As a final step, let's see how we can add logical operators to our filters. This time, we are asking for retrieved documents to be filtered to `version > 1.21` _AND_ we're also asking their `date` to be kater than November 7th 2023.

In [16]:
query = "Haystack installation"
pipeline.run(data={"retriever": {"query": query, "filters": { "operator": "AND",
      			                                                           "conditions": [{ "field": "meta.version", "operator": ">", "value": 1.21},
                                                                                      { "field": "meta.date", "operator": ">", "value": datetime(2023, 11, 7)}]}}})

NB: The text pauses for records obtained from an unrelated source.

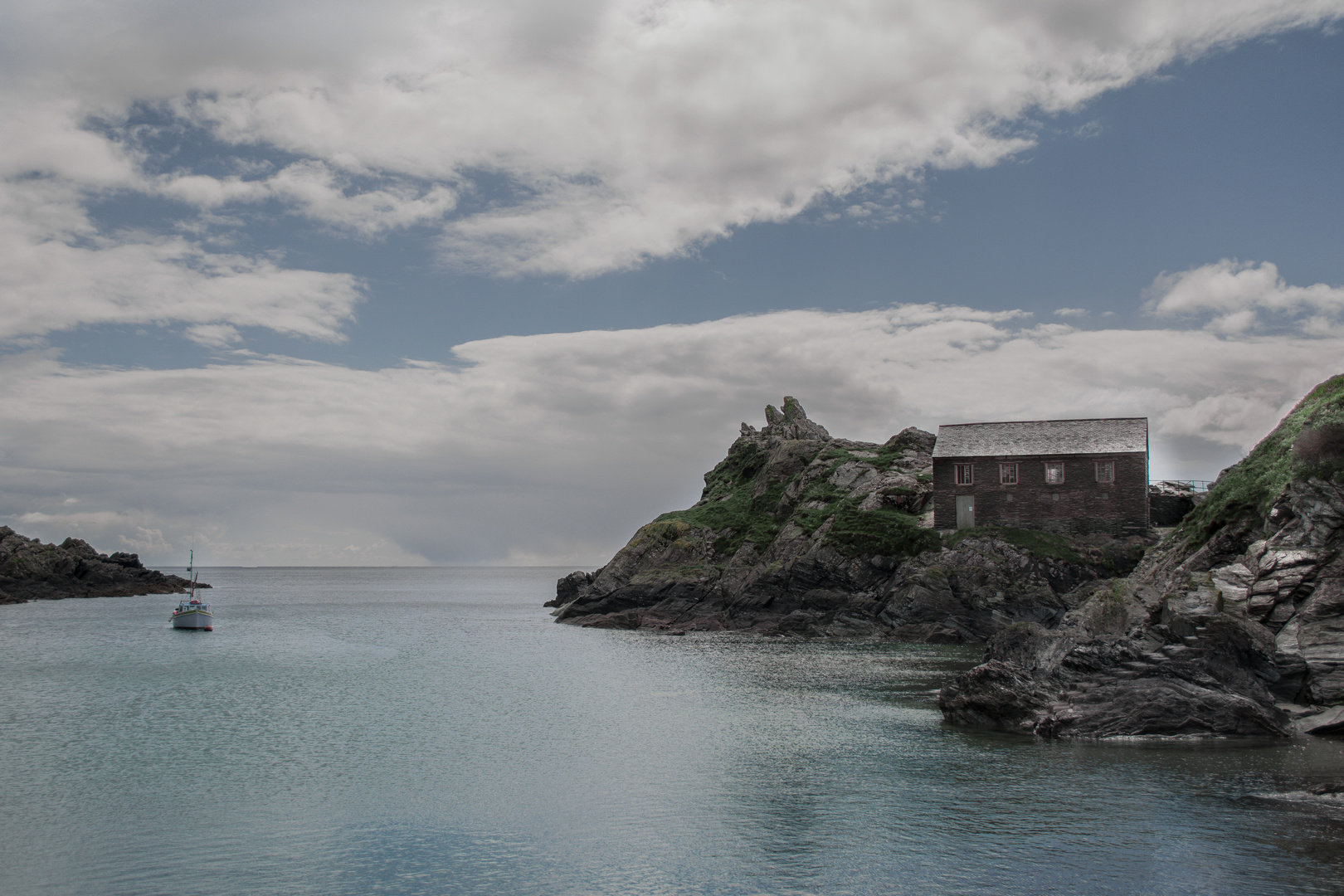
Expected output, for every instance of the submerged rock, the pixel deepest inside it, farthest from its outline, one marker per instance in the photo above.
(34, 571)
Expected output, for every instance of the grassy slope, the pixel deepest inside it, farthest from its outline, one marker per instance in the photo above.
(735, 516)
(1253, 484)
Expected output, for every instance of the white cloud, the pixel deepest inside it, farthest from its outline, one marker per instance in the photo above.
(590, 134)
(557, 446)
(1244, 296)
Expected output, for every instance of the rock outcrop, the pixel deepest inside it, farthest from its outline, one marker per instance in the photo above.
(34, 571)
(802, 533)
(1233, 626)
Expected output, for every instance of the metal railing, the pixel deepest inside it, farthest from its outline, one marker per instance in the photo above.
(1194, 485)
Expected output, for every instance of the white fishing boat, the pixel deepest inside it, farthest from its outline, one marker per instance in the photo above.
(191, 613)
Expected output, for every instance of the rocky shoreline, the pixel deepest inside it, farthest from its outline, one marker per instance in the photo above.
(802, 533)
(34, 571)
(1234, 625)
(1231, 626)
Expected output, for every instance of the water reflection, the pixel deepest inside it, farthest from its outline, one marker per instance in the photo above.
(433, 733)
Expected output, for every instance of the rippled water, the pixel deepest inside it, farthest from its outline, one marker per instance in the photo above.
(431, 731)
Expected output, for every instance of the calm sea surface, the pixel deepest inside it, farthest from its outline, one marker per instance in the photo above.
(433, 731)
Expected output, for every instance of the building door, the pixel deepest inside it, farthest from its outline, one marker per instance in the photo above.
(965, 511)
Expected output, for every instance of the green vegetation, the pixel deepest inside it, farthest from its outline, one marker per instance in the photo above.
(728, 508)
(1043, 546)
(1257, 480)
(884, 531)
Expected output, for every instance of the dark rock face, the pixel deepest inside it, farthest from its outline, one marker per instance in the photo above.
(34, 571)
(1231, 627)
(801, 533)
(1168, 503)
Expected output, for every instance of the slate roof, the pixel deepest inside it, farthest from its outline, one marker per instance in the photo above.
(1107, 436)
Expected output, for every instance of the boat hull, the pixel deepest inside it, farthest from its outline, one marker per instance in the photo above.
(199, 620)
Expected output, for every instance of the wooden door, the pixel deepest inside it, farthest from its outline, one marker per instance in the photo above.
(965, 511)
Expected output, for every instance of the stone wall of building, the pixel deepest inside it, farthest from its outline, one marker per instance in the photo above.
(1079, 505)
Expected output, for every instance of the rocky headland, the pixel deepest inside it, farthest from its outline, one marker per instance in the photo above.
(34, 571)
(1231, 625)
(802, 533)
(1234, 625)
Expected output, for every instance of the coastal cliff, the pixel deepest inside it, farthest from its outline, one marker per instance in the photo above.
(34, 571)
(1234, 625)
(802, 533)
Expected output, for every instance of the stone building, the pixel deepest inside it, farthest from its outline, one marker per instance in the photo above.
(1060, 476)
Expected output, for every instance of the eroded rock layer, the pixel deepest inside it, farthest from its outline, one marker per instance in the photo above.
(802, 533)
(34, 571)
(1233, 626)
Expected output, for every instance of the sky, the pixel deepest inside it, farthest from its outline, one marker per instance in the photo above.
(496, 282)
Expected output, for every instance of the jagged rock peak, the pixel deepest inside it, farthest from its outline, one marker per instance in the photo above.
(913, 438)
(789, 423)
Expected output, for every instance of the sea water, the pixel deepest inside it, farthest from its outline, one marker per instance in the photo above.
(433, 731)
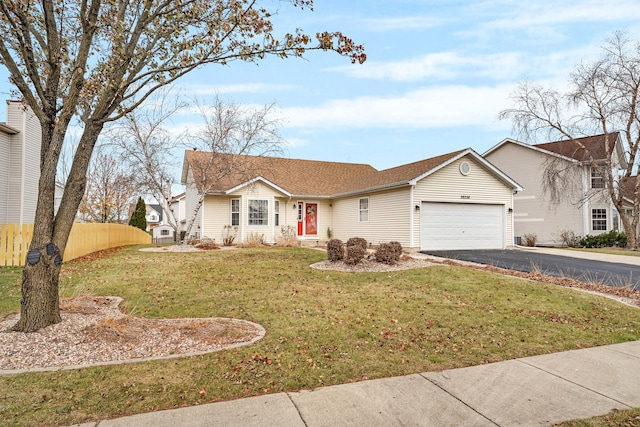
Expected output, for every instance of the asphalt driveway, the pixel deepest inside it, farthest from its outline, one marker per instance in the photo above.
(584, 270)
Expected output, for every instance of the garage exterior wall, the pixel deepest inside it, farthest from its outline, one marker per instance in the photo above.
(389, 213)
(450, 185)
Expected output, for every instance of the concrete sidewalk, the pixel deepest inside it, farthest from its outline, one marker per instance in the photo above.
(533, 391)
(596, 256)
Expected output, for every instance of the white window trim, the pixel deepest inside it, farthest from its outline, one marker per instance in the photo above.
(360, 210)
(596, 175)
(231, 212)
(265, 217)
(599, 219)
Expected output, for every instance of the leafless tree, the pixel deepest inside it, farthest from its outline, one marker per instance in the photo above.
(230, 133)
(96, 61)
(111, 191)
(603, 98)
(149, 149)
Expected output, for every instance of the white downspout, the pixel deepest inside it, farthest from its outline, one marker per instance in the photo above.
(411, 219)
(23, 171)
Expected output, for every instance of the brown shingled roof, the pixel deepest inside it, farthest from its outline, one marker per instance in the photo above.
(398, 175)
(628, 187)
(307, 177)
(299, 177)
(594, 145)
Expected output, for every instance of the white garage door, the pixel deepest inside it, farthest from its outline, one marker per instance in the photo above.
(461, 226)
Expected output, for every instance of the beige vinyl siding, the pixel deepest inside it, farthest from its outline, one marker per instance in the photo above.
(449, 185)
(533, 211)
(32, 140)
(388, 217)
(15, 191)
(217, 213)
(24, 164)
(4, 175)
(191, 198)
(324, 219)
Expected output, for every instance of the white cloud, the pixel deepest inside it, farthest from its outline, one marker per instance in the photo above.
(400, 23)
(533, 14)
(434, 107)
(449, 66)
(443, 65)
(203, 90)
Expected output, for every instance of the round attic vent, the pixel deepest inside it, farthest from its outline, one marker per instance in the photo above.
(465, 168)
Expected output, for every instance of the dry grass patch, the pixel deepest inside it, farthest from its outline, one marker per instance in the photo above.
(323, 327)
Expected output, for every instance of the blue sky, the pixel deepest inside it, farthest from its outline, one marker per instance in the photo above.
(437, 75)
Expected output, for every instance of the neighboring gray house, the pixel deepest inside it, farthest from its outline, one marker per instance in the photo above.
(153, 216)
(20, 138)
(584, 207)
(454, 201)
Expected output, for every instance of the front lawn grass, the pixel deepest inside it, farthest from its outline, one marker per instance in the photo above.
(612, 251)
(323, 328)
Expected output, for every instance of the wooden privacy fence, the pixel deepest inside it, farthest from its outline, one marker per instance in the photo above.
(84, 239)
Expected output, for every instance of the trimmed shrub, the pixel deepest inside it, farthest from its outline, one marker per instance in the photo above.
(253, 240)
(355, 254)
(529, 239)
(335, 250)
(604, 240)
(358, 241)
(389, 253)
(569, 239)
(207, 244)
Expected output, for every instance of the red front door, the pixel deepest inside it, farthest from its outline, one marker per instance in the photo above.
(300, 223)
(311, 218)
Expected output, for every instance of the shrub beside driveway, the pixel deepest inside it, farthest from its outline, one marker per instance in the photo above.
(323, 327)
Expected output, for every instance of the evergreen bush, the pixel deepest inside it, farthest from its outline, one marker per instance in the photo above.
(605, 240)
(139, 215)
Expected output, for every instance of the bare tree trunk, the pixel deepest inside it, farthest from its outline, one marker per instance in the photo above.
(39, 307)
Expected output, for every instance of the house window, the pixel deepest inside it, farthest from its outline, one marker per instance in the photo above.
(599, 219)
(597, 180)
(235, 212)
(364, 209)
(258, 212)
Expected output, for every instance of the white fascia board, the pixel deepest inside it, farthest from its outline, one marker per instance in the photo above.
(531, 147)
(253, 181)
(484, 162)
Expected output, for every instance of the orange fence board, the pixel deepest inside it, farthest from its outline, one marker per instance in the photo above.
(84, 239)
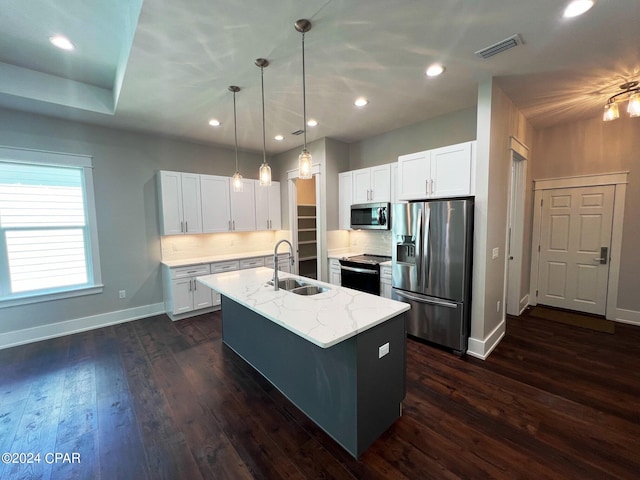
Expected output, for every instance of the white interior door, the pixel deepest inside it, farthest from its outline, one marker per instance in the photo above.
(575, 241)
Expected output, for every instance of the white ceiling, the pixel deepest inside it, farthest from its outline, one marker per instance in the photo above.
(165, 66)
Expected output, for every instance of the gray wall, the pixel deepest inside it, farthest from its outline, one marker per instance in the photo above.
(126, 206)
(591, 147)
(456, 127)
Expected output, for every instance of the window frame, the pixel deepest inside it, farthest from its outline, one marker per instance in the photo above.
(92, 251)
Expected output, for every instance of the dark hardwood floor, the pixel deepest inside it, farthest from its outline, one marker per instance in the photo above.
(161, 400)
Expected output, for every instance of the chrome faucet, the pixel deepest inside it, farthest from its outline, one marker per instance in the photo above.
(275, 262)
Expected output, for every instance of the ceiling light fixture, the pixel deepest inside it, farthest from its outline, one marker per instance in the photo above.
(62, 42)
(304, 160)
(434, 70)
(632, 90)
(577, 7)
(236, 180)
(265, 170)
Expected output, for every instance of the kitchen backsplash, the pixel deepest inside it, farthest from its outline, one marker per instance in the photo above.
(180, 247)
(373, 242)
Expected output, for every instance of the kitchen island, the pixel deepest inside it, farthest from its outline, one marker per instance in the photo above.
(338, 355)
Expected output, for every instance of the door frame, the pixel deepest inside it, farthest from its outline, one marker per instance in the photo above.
(514, 304)
(619, 181)
(292, 176)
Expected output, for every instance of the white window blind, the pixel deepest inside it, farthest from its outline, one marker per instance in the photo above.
(44, 229)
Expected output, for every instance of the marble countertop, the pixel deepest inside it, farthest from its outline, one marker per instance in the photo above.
(324, 319)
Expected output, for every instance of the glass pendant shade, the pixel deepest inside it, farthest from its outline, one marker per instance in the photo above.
(236, 181)
(633, 109)
(610, 112)
(304, 165)
(265, 174)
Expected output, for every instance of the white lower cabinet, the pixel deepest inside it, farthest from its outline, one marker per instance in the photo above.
(221, 267)
(183, 293)
(385, 281)
(334, 271)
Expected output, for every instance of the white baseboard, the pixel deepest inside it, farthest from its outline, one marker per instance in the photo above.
(68, 327)
(627, 316)
(482, 348)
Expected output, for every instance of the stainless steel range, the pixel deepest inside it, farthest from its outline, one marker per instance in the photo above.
(362, 272)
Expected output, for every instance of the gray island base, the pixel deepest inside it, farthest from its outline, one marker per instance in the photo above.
(353, 390)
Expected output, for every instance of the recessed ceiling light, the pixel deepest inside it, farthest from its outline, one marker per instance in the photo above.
(577, 7)
(434, 70)
(62, 42)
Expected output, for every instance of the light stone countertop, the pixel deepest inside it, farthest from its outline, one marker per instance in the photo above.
(324, 319)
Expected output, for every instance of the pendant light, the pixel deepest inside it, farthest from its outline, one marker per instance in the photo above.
(265, 170)
(236, 180)
(304, 160)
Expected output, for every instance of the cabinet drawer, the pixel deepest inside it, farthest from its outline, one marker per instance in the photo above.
(220, 267)
(251, 263)
(193, 270)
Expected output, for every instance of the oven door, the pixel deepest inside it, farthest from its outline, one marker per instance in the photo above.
(360, 278)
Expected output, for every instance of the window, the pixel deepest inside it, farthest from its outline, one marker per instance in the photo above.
(48, 240)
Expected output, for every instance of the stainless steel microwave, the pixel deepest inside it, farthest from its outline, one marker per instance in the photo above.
(370, 216)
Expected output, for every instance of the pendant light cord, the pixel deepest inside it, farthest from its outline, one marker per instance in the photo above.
(304, 97)
(264, 144)
(235, 128)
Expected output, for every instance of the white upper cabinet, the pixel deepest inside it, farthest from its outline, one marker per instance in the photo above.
(216, 204)
(371, 184)
(438, 173)
(243, 207)
(224, 210)
(180, 203)
(344, 200)
(451, 169)
(268, 216)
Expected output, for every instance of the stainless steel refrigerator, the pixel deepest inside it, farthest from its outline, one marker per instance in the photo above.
(432, 251)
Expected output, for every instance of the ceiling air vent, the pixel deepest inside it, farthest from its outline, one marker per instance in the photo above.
(496, 48)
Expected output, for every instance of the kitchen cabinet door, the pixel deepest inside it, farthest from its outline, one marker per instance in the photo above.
(180, 209)
(202, 296)
(361, 185)
(243, 208)
(344, 200)
(268, 216)
(414, 175)
(451, 169)
(216, 204)
(380, 183)
(182, 295)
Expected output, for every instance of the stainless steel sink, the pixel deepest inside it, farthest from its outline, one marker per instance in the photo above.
(299, 287)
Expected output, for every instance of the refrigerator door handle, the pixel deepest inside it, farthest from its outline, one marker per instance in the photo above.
(419, 247)
(441, 303)
(426, 254)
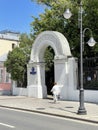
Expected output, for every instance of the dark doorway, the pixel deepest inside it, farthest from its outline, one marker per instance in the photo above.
(49, 69)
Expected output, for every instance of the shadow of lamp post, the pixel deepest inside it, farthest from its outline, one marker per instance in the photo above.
(67, 14)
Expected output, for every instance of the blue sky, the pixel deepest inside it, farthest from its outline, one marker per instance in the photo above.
(16, 15)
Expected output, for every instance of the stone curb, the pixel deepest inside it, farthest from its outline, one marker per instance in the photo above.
(52, 114)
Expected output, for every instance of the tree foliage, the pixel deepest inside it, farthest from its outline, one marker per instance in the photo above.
(52, 19)
(17, 60)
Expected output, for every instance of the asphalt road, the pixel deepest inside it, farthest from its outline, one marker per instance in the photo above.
(20, 120)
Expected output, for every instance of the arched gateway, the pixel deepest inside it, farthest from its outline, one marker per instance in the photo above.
(63, 64)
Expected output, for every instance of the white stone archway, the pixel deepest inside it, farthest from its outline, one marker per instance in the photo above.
(63, 61)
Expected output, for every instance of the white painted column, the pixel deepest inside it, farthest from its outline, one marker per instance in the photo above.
(61, 75)
(36, 80)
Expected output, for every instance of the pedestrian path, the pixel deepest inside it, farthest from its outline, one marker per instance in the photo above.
(66, 109)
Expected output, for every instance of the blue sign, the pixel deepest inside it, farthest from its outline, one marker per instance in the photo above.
(33, 71)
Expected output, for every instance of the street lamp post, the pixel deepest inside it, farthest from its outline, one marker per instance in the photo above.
(67, 14)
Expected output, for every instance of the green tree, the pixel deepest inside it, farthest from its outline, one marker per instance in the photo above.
(52, 19)
(17, 60)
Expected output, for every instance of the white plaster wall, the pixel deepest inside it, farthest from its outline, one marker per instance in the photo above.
(18, 91)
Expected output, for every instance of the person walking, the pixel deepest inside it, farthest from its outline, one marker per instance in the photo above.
(56, 92)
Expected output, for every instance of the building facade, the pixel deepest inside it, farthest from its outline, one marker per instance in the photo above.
(8, 41)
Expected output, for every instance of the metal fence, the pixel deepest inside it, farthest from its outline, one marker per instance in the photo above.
(90, 73)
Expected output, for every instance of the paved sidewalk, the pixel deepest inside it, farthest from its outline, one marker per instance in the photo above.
(66, 109)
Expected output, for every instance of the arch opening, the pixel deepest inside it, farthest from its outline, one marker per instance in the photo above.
(38, 81)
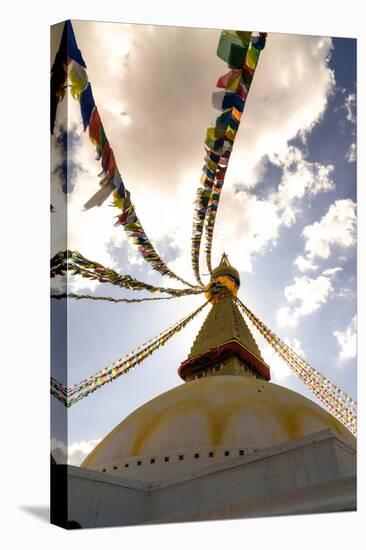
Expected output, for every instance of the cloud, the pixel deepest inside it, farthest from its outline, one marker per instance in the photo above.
(246, 234)
(347, 341)
(304, 264)
(350, 107)
(299, 177)
(160, 151)
(336, 227)
(309, 294)
(75, 453)
(279, 369)
(351, 153)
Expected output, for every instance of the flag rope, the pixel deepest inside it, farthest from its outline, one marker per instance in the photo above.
(69, 396)
(69, 71)
(74, 262)
(341, 405)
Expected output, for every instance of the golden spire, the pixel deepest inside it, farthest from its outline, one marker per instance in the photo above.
(224, 344)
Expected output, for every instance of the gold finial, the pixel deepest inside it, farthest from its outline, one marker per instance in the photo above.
(224, 278)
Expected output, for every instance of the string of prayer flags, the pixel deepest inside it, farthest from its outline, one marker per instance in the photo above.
(235, 49)
(67, 52)
(339, 404)
(76, 264)
(70, 70)
(109, 298)
(237, 84)
(70, 396)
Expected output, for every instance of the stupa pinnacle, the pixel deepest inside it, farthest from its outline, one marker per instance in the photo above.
(224, 344)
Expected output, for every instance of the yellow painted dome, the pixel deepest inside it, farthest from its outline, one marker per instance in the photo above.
(212, 413)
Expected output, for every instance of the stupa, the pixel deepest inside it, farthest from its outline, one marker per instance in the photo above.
(226, 410)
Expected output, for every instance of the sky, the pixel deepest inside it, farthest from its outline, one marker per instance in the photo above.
(287, 216)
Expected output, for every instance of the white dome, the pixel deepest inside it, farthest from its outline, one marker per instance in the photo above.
(206, 417)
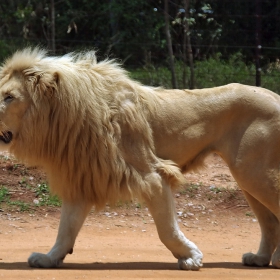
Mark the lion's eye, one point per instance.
(8, 98)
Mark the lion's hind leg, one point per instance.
(270, 230)
(161, 206)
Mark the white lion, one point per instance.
(101, 136)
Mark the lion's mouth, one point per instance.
(6, 136)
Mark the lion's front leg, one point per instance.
(71, 221)
(161, 206)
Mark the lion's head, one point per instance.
(13, 104)
(85, 122)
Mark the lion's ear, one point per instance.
(42, 83)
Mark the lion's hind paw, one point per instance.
(251, 259)
(43, 261)
(190, 264)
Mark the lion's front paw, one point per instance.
(42, 260)
(251, 259)
(193, 263)
(276, 259)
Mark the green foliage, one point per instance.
(211, 72)
(44, 196)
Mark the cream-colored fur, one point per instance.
(101, 137)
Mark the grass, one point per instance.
(41, 192)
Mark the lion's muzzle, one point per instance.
(6, 136)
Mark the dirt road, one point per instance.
(123, 244)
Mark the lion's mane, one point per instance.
(88, 126)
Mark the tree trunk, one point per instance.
(52, 35)
(169, 45)
(187, 47)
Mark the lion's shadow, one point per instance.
(128, 266)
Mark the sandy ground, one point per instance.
(117, 245)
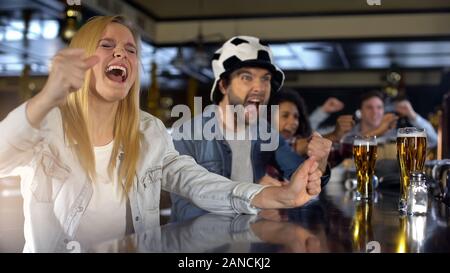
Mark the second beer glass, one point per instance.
(411, 153)
(365, 156)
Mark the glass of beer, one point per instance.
(411, 154)
(365, 156)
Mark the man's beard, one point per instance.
(251, 108)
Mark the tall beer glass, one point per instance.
(411, 154)
(365, 156)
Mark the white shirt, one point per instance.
(105, 216)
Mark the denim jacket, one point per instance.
(56, 190)
(216, 156)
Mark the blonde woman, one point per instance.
(92, 165)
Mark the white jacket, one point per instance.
(56, 190)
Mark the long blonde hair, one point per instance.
(126, 125)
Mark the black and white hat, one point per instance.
(242, 51)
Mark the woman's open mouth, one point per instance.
(116, 73)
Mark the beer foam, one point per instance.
(362, 142)
(412, 134)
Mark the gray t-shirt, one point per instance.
(241, 165)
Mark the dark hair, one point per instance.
(304, 127)
(371, 94)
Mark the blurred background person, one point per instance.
(294, 125)
(375, 122)
(321, 113)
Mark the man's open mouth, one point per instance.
(253, 102)
(116, 73)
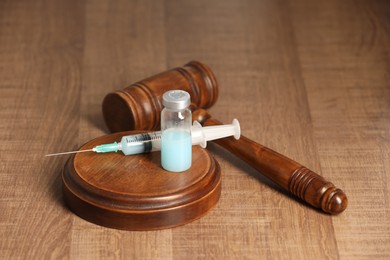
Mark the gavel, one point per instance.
(138, 107)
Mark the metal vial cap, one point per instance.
(176, 99)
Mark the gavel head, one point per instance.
(139, 105)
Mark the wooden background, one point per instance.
(309, 79)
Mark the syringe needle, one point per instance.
(81, 151)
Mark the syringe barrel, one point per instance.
(141, 143)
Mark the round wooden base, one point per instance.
(134, 192)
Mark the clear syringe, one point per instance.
(150, 142)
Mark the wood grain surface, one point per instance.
(309, 79)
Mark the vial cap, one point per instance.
(176, 99)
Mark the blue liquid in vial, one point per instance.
(176, 150)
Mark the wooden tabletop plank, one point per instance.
(308, 79)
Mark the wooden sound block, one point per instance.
(134, 192)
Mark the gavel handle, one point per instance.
(290, 175)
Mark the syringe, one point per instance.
(149, 142)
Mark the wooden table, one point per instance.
(309, 79)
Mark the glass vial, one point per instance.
(176, 143)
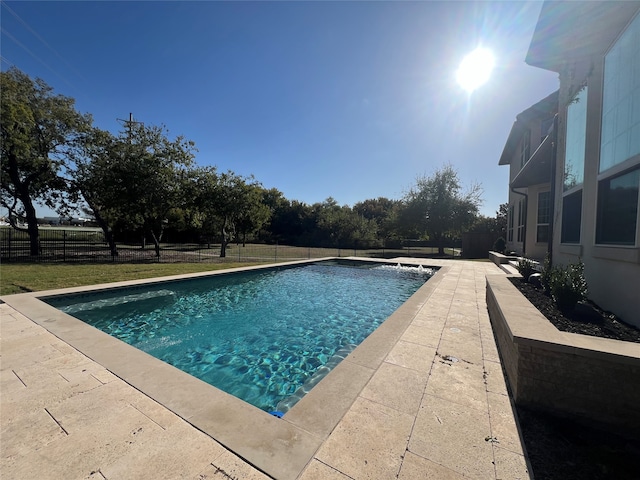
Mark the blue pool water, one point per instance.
(267, 336)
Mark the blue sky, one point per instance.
(351, 100)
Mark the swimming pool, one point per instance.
(266, 337)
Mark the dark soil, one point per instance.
(559, 448)
(587, 318)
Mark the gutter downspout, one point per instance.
(524, 233)
(552, 188)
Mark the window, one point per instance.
(618, 209)
(620, 136)
(575, 142)
(544, 213)
(545, 128)
(510, 227)
(525, 148)
(571, 217)
(522, 213)
(617, 212)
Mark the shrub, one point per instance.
(568, 285)
(526, 267)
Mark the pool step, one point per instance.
(285, 405)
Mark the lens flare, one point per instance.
(475, 69)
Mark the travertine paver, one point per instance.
(419, 413)
(64, 416)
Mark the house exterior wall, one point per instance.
(530, 247)
(612, 271)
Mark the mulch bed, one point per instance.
(559, 448)
(587, 318)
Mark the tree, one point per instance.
(438, 208)
(227, 204)
(95, 179)
(255, 213)
(135, 179)
(41, 134)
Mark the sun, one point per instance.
(475, 69)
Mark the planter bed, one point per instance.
(590, 379)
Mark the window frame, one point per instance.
(615, 170)
(548, 216)
(525, 147)
(510, 223)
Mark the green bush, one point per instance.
(499, 245)
(568, 285)
(526, 267)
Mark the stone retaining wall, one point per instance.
(593, 380)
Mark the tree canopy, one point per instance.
(437, 208)
(42, 133)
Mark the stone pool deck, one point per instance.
(434, 406)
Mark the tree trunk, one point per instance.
(22, 193)
(156, 240)
(32, 226)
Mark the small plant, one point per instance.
(526, 267)
(568, 285)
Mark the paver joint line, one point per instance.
(57, 422)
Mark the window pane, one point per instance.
(542, 232)
(576, 138)
(618, 209)
(621, 99)
(571, 218)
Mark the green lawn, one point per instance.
(20, 278)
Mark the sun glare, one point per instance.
(475, 69)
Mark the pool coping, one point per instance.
(279, 447)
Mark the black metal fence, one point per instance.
(89, 245)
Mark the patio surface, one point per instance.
(434, 407)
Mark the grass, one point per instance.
(21, 278)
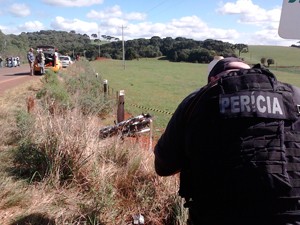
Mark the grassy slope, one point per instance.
(161, 85)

Ranking by BM25...:   0%|          | 0/1 [00:00<?, ? docs/s]

{'retriever': {'documents': [Document(id=8ac1f8119bdec5c898d5a5c69f49ff47f64056bce1a0f95073e34493bbaf9354, content: 'Use pip to install only the Haystack 2.0 code: pip install haystack-ai. The haystack-ai package is b...', meta: {'version': 2.0, 'date': datetime.datetime(2023, 12, 4, 0, 0)}, score: 1.8483924814931876)]}}

🎉 Congratulations! You've filtered retrieved documents with metadata!